- Location: Deir ez-Zor Governorate, Syria
- Language: Arabic
- Religion: Islam

= Al-Busraya =

Arab tribe

Al-Busraya is an Arab tribe located on the banks of the Euphrates river.

==Lineage==
They belong to the Al-Uqaydat through a military alliance, according to their lineage, and belong to the Al-Masoud Shammar tribe, descendants of Salem, nicknamed Sarawi for his numerous virtues at that time, according to the article by Sheikh Hamoud Al-Shalash, transmitted by Colonel Muller.
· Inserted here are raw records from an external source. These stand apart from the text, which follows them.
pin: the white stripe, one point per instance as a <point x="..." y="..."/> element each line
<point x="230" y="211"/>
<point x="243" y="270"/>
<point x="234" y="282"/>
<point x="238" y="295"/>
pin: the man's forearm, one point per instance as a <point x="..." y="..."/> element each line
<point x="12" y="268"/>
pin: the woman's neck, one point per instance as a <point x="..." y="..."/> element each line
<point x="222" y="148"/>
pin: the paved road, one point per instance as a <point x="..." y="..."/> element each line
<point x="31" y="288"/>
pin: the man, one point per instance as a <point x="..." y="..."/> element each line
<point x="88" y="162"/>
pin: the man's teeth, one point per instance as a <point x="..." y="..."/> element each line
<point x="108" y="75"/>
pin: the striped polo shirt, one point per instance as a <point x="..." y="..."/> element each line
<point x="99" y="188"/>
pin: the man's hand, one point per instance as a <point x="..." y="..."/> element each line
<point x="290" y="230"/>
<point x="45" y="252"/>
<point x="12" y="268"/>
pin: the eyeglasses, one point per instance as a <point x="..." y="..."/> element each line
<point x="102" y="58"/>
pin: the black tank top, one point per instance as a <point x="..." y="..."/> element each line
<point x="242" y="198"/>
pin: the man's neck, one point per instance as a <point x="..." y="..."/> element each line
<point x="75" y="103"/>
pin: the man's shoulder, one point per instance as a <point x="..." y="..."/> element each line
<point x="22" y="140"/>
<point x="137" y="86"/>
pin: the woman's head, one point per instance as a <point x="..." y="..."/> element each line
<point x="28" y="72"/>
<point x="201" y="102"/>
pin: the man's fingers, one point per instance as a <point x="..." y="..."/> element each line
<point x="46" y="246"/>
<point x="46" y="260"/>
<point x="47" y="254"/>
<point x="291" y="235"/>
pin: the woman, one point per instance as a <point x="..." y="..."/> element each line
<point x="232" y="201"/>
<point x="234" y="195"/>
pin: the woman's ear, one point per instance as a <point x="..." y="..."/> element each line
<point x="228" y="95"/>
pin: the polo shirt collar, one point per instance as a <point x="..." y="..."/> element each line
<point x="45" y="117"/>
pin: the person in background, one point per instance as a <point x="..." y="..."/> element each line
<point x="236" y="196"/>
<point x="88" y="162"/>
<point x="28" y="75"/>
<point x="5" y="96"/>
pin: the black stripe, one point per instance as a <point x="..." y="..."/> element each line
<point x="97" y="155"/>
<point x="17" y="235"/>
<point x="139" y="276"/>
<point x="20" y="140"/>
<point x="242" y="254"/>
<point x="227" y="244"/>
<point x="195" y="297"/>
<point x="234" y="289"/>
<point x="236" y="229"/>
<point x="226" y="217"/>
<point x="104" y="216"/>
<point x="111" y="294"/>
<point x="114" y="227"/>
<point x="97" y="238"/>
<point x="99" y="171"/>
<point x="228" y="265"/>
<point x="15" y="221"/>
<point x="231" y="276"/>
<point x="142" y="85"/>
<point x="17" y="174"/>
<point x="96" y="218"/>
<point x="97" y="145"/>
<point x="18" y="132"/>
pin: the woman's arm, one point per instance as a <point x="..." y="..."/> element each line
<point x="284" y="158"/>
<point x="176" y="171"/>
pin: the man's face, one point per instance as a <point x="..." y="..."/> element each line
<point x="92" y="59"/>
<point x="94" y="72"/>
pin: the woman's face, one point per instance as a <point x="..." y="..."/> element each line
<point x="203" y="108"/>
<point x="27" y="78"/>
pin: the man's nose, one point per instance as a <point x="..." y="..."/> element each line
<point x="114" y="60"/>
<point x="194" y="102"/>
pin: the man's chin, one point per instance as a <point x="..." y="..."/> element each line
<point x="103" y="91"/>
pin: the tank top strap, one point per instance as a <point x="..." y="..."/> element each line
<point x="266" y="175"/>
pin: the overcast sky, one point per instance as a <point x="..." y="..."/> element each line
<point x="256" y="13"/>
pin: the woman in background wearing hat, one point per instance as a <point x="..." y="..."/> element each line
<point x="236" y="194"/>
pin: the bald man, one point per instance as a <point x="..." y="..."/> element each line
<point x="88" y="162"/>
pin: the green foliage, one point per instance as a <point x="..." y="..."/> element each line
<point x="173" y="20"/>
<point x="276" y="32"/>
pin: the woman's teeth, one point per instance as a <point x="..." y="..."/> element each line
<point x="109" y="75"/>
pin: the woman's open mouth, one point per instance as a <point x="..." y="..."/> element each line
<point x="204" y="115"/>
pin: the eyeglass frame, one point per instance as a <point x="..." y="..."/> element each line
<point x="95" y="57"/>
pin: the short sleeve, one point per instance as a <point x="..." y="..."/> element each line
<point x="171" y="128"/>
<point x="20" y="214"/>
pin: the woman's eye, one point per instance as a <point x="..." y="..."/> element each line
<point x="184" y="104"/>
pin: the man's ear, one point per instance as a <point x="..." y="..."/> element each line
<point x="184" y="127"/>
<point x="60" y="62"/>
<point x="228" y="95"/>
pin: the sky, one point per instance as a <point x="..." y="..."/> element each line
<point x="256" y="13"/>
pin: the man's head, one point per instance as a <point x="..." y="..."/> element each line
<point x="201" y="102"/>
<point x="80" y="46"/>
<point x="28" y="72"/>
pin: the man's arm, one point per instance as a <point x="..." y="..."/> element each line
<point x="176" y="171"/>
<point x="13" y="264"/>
The Busraya is divided into several clans:

- Al-Bu Azzam
- Al-Bu Izz al-Din
- Al-Bu Shaib
- Al-Bu Hamza

==History==
Ahmad Wasfi Zakaria mentioned in his book, "Tribes of the Levant", that the Sheikhdom of the Al-Busraya clan was in the hands of Hamoud Al-Shalash Al-Abdullah Al-Sulayman Al-Dhiyab, brother of Ramadan Pasha Al-Shalash, and then, as a result of attacks launched by the Al-Busraya clan against French colonial forces following the outbreak of the Great Syrian Revolution in 1925, in which two French officers were killed, the sheikh was transferred to his cousin Fayyad Al-Nasir Al-Abdullah Al-Sulayman Al-Dhiyab, and from him it passed to his son Ahmad.
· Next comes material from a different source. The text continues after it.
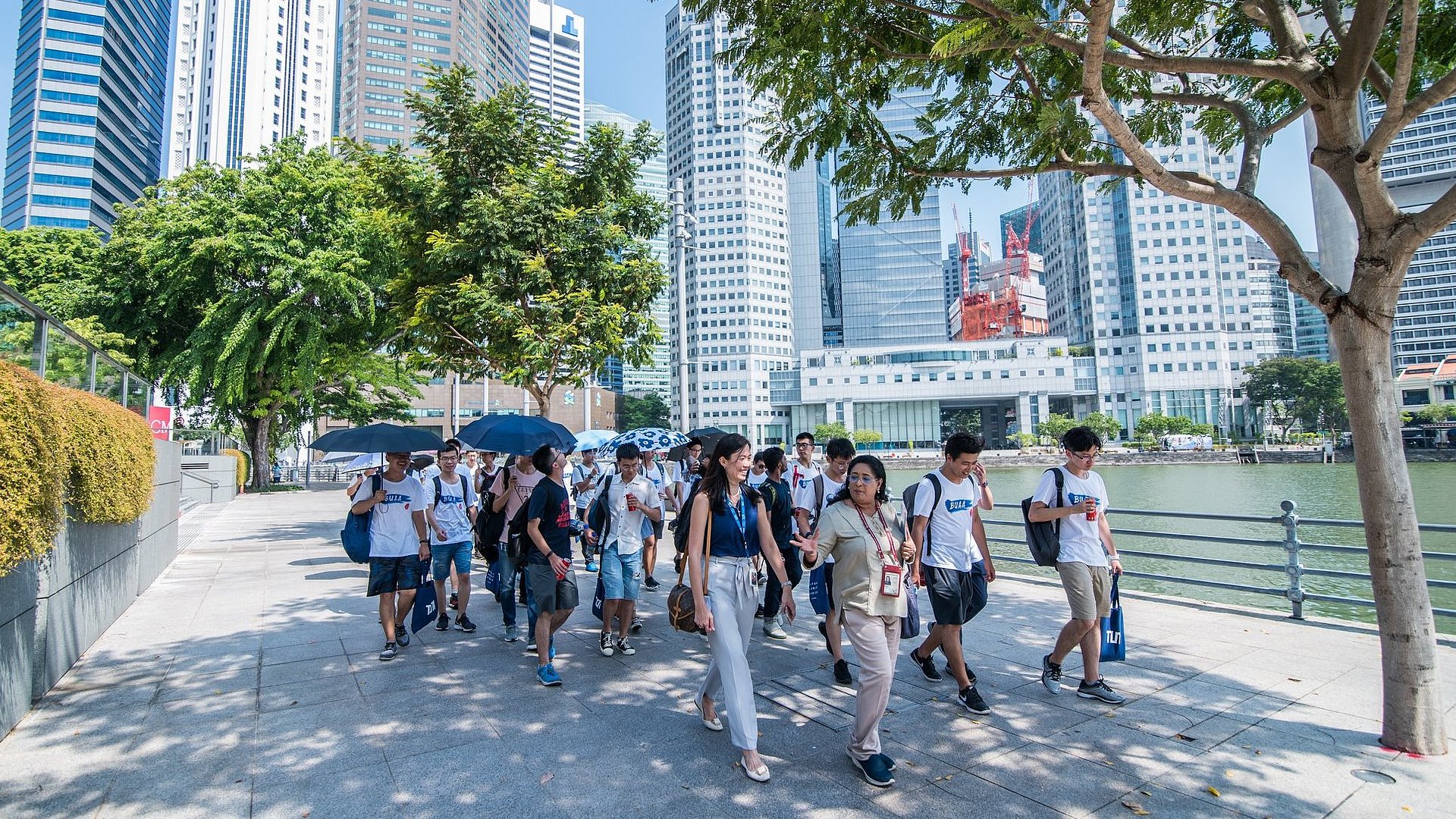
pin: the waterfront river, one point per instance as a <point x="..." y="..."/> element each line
<point x="1229" y="488"/>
===Participation in the Great Syrian Revolt===
Ramadan led his forces to the banks of the Euphrates River and besieged the French in Deir ez-Zor and was sentenced to death and therefore fled to Jordan.

===Epic of Ain Albu Gomaa===

Mohammed ِAl-Ayyash organized a rebel group on the banks of the Euphrates River to confront the French.

===Current Sheikh===
The Sheikh of the Al-Busraya clan is Muhanna bin Faisal bin Ahmed Al-Fayyad Al-Nasser Al-Abdullah Al-Sulayman Al-Dhiyab. He was born in the city of Al-Shumaytiyah, in the province of Deir ez-Zor, in 1982. He has been a member of the Syrian People's Assembly since 2012.

==Syrian civil war==

The Islamic State killed 7 members of the tribe after signing a treaty with Al-Shaitat in 2014.

===After the Islamic State===
After the expulsion of ISIS the Russian forces called on the tribes to return to Deir ez-Zor Governorate and Muhanna Al-Fayyad, leader of the tribe, described the reconciliation process as "exhaustive and definitive."

===Al-Busraya Revolutionaries===

Al-Busraya Revolutionaries is a militant organization based in the tribe that occupied the villages of Al-Shumaytiyah and Al-Kharita on 6 December 2024 in Deir ez-Zor offensive after defecting from Syrian Democratic Forces.